(Part1)
ーー海外を理解したときに見えてくる、日本との文化の違いはどんなところですか?
稲船 日本人には凝り固まった部分があって、だれかが「良い」っていうまで誰も動かないところがありますね。「デッドライジング2」というゲームのプロモーションで「屍病汚染 DEAD RISING」*という映画を撮って大勢の前で上映したんですが、笑ってほしくて編集した部分でも日本では真剣に観ている。アメリカでは大笑いしながら観るのに。
ーー改造車椅子がバーンと出てきて悪者をやっつけるところとか。
稲船 日本人はシリアスな血まみれのゾンビが出てくるような映画で笑うと思ってない。だから「笑いたい」と思っても我慢するんですよね。「笑っていいのかな、ここ?」って。おくゆかしさかもしれないけど、これが簡単にいえる文化の違いです。
ーーこれからはB級好きじゃなくて海外志向と言おうと思います!「屍病汚染」はこれまで開発されてきたゲームと違って映画です。演出で違う部分はありましたか?
稲船 ゲームの場合は「え? どういう意味?」と思われた時点で進まなくなっちゃう。だから、次はこっちからあっちに行ってね、とプレイヤーに説明しないといけない。
ーーゲームの文法をパロディにしているんですね。
稲船 「屍病汚染」はゲームと映画の間で演出しているから、単純に映画の方程式にあてはめるといらないシーンがある。それは分かっています。
ーー逆に映画を強く意識して演出した部分もありますか?
稲船 ゲームだったら基本的に主人公は最初から最後まで強くていい。

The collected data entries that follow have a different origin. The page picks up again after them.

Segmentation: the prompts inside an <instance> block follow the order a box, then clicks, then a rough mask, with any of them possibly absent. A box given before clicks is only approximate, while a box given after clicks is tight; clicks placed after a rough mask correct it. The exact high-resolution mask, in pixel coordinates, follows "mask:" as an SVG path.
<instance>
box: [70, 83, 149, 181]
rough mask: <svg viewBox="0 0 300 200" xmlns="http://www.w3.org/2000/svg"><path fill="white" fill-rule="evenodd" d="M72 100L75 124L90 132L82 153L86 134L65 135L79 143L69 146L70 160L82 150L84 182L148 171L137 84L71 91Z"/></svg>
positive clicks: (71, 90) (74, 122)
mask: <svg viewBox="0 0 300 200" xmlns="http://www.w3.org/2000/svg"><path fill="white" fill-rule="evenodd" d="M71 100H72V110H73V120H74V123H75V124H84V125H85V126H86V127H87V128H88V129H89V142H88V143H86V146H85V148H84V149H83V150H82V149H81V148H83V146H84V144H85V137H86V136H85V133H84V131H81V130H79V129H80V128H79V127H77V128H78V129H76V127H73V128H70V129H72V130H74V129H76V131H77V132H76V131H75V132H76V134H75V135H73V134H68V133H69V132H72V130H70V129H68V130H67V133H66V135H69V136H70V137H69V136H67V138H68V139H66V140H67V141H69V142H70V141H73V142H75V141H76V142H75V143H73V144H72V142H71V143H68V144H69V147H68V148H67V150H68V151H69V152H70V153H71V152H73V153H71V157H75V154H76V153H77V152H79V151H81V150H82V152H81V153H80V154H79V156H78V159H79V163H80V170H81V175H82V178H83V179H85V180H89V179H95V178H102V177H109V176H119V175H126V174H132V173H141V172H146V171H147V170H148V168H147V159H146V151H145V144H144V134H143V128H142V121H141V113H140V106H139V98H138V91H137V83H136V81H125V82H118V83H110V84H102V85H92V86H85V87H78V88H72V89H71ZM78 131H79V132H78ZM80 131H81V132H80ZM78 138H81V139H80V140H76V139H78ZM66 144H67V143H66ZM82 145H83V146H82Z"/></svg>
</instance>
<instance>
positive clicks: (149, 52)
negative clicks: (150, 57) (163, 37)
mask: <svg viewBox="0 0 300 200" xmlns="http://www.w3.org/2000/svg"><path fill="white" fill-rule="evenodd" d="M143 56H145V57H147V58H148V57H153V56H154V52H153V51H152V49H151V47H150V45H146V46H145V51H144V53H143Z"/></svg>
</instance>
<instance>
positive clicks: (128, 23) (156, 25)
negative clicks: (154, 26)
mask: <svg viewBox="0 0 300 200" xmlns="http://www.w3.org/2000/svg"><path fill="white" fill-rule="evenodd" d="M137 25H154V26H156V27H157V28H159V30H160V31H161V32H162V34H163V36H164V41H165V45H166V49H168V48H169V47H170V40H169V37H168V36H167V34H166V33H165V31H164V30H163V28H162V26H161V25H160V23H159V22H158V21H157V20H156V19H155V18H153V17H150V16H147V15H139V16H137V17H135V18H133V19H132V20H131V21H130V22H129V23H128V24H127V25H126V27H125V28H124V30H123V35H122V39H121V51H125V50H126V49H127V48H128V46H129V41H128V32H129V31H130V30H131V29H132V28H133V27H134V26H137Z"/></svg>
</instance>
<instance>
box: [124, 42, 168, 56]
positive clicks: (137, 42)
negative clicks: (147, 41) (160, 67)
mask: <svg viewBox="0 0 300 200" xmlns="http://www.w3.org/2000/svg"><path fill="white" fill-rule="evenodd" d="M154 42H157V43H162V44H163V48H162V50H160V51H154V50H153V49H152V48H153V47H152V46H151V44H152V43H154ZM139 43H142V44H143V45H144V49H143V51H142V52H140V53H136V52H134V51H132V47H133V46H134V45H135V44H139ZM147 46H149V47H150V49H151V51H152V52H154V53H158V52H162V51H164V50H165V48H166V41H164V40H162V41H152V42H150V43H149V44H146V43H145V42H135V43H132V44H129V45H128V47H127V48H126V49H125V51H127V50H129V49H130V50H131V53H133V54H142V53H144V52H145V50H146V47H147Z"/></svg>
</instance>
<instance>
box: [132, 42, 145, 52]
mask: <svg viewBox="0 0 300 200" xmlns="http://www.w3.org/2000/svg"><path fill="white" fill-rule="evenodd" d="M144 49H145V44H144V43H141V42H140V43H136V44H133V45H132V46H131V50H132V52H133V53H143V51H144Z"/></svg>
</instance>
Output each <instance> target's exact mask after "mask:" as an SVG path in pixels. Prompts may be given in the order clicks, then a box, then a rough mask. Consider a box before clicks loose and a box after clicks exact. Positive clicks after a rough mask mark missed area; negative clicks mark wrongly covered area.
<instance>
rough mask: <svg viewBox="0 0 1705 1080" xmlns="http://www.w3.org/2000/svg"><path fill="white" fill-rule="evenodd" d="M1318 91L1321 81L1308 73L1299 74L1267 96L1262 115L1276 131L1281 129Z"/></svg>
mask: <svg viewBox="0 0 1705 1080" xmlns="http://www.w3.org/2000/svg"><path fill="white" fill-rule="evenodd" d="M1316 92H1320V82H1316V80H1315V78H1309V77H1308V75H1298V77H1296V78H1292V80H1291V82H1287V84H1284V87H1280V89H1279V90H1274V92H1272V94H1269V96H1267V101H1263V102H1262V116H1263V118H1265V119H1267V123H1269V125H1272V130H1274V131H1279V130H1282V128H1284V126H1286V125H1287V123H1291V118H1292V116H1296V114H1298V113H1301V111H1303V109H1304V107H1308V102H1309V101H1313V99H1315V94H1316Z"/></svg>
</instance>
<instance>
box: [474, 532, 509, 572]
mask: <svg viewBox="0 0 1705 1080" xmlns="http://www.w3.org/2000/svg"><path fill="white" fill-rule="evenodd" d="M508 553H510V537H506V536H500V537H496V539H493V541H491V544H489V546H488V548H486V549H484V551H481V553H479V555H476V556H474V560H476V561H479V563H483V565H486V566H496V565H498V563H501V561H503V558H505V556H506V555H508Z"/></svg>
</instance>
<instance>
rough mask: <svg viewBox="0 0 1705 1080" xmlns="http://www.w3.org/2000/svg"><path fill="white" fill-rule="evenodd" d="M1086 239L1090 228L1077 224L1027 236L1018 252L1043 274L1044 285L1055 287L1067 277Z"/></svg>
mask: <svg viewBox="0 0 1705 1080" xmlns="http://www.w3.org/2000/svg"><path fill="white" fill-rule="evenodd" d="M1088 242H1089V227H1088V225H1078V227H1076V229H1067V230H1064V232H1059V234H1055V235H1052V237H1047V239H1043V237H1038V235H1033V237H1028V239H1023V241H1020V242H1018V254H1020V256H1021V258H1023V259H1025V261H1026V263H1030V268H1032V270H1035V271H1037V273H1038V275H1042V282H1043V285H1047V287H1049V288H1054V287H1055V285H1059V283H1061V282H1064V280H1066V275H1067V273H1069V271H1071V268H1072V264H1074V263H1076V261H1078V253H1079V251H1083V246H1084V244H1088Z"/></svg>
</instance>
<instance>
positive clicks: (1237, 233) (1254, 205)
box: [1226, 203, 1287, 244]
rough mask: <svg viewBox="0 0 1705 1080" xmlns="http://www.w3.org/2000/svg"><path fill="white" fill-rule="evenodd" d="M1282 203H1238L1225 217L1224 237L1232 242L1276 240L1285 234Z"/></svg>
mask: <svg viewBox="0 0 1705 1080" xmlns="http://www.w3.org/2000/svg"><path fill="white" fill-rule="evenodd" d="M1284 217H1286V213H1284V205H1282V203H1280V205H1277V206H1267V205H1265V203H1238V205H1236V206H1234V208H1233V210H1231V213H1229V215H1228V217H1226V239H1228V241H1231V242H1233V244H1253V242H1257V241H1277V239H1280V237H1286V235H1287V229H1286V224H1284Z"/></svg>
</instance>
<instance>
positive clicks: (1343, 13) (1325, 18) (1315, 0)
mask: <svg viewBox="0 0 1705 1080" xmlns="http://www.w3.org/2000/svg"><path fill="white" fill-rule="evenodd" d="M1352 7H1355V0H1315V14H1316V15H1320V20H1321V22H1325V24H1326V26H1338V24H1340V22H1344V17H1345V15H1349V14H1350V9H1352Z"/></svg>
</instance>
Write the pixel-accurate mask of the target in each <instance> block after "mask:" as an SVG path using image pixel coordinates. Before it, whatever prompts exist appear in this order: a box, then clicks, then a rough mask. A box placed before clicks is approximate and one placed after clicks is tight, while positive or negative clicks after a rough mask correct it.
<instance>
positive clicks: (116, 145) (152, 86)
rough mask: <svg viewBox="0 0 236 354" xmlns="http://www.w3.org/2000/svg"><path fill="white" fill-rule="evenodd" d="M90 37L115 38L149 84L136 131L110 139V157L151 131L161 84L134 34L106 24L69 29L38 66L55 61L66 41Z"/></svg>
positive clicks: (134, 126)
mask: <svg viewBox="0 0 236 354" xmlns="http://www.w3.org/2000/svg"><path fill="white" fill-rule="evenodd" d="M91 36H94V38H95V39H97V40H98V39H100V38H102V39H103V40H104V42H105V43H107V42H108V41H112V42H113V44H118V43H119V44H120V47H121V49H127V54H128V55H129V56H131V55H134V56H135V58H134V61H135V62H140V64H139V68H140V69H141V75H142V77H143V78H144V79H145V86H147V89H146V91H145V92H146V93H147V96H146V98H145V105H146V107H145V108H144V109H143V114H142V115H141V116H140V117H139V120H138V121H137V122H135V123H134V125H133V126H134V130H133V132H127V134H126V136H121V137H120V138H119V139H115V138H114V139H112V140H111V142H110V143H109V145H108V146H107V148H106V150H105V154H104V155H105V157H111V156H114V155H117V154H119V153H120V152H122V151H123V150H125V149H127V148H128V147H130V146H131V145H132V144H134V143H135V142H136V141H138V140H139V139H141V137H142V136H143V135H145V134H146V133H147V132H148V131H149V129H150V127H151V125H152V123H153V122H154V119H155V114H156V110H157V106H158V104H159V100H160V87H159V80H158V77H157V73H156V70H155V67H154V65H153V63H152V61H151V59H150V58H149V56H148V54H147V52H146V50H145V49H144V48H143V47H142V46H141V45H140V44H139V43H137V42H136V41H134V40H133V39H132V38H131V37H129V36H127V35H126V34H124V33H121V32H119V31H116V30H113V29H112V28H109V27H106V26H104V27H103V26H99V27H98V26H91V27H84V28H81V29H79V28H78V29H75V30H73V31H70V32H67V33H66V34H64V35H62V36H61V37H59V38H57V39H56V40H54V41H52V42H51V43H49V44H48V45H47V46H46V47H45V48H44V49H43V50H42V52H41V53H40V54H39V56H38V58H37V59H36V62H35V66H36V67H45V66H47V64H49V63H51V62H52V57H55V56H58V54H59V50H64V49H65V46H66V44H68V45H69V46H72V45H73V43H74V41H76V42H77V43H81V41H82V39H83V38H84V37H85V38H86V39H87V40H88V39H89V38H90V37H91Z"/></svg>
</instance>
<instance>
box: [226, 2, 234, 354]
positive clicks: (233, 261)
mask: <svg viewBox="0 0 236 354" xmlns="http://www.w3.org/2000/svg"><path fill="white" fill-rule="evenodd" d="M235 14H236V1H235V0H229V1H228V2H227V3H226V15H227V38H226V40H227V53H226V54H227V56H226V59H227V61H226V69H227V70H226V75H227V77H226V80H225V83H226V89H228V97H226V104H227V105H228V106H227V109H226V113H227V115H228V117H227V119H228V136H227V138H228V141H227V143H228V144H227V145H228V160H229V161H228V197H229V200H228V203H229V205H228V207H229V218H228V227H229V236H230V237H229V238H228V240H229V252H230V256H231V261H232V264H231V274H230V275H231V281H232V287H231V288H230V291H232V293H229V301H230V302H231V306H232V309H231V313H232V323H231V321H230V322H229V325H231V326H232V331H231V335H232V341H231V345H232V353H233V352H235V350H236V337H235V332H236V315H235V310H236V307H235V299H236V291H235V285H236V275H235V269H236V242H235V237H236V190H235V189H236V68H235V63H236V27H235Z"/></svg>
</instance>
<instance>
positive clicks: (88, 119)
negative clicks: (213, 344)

プレイヤーは最初からバットでガンガン敵をぶっとばす。爽快です。でも、「屍病汚染」は 80 分の中で主人公がだんだん勇気をもっていく話にしたかった。ホラー映画では、かよわい人間が追われていく過程でだんだん強くなっていって、最後にはモンスターや殺人鬼よりも強くなります。だからそれに則って、一人きりになったら絶対生き延びられないような車椅子の少年を主人公にしました。そこからスタートして、お兄ちゃんに助けられてヒロインに励まされてハンディキャップを心で補って強く成長していくんです。
ーー最初のほうで言ったことが意外な形で実現して人が死ぬところは「バタリアン」や「ショーン・オブ・ザ・デッド」を思い出しました。監督する上で特定のゾンビ映画をイメージされましたか?
稲船 特定の映画というよりも、ぼくが今まで観てきたゾンビ映画のエッセンスを入れました。あとは、あくまでプロモーションですから、「デッドライジング2」を一番意識しています。ゾンビ化を抑制する「Zombrex」というクスリが重要であるとか、今回の売りとして武器を改造できるので、車椅子と他の武器を足してすごく強い改造車椅子になるとか。プロモーションじゃなくて単にゾンビ映画を撮りなさいといわれたら、全然違うものを撮ります。ほんとはやりたいんですけどね!
*屍病汚染 DEAD RISING
「デッドライジング2」のプロモーションとして撮影された稲船敬二監督の第一作。自己中、他力本願な車椅子の少年が兄やヒロインが闘う姿を見て成長、行く手に立ちふさがるゾンビやサイコに改造車椅子で立ち向かう。B級ガジェットが楽しい正調ゾンビ映画。もちろんゾンビは歩きます。,公式サイトで無料配信されていますが、DVD には配信とは異なるもう一つのエンディングも収録されているそうです。
「私もそれ観たいんですけどね!」と思いました(その場では緊張して言えなかった)。